Here at the Times, we would like to share photos of an exhibit that was once on view at the Smithsonian and has since been moved to the International Museum of the Horse (IMH) at Kentucky Horse Park in Lexington. These photos were taken by Times staff during a visit to the IMH in 2015.
Hanging Out at the IMH: The skeleton of Kentucky-bred champion racer and stallion Lexington was relocated to the IMH in 2010 from the Smithsonian in D.C., where he had been on view since Woodburn Farm’s A.J. Alexander donated the remains there in 1878.
Before the relocation, Lexington had been showcased in a Smithsonian exhibit at the National Museum of Natural History’s Osteology Hall, but in the early years (as reported in an 1880 museum visitor’s guide) he had been sharing space with a range of unlikely comrades—the Hadrosaurus Foulkti (dinosaur), a kangaroo lizard, a Himalayan tortoise, two ostriches and a llama—unfortunately no barn cats or goats to keep him company!
Winning Memorabilia: Housed in the same room of the IMH is a case displaying a trophy from the 1853 Citizen’s Stakes, a two-miler that took place at Lexington’s Kentucky Association Track and was won by a three-year-old named Darley.

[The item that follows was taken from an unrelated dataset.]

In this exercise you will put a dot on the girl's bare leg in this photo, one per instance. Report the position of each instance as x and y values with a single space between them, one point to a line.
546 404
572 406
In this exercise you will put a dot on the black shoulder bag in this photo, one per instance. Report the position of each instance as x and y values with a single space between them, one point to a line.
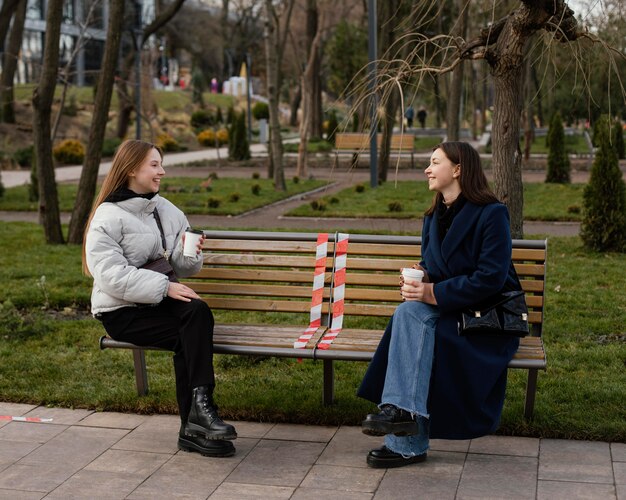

Richard Ten Broeck, the proprietor of New Orleans’ Metairie Race Course, recognized Darley’s talent and immediately purchased the colt, whom has since been known to the world as the mighty Lexington.
Left photo: Darley’s Citizen’s Stakes trophy by Garner & Winchester Silversmiths, Lexington, KY, 1853, coin silver; on loan to the IMH from the Kentucky Historical Society.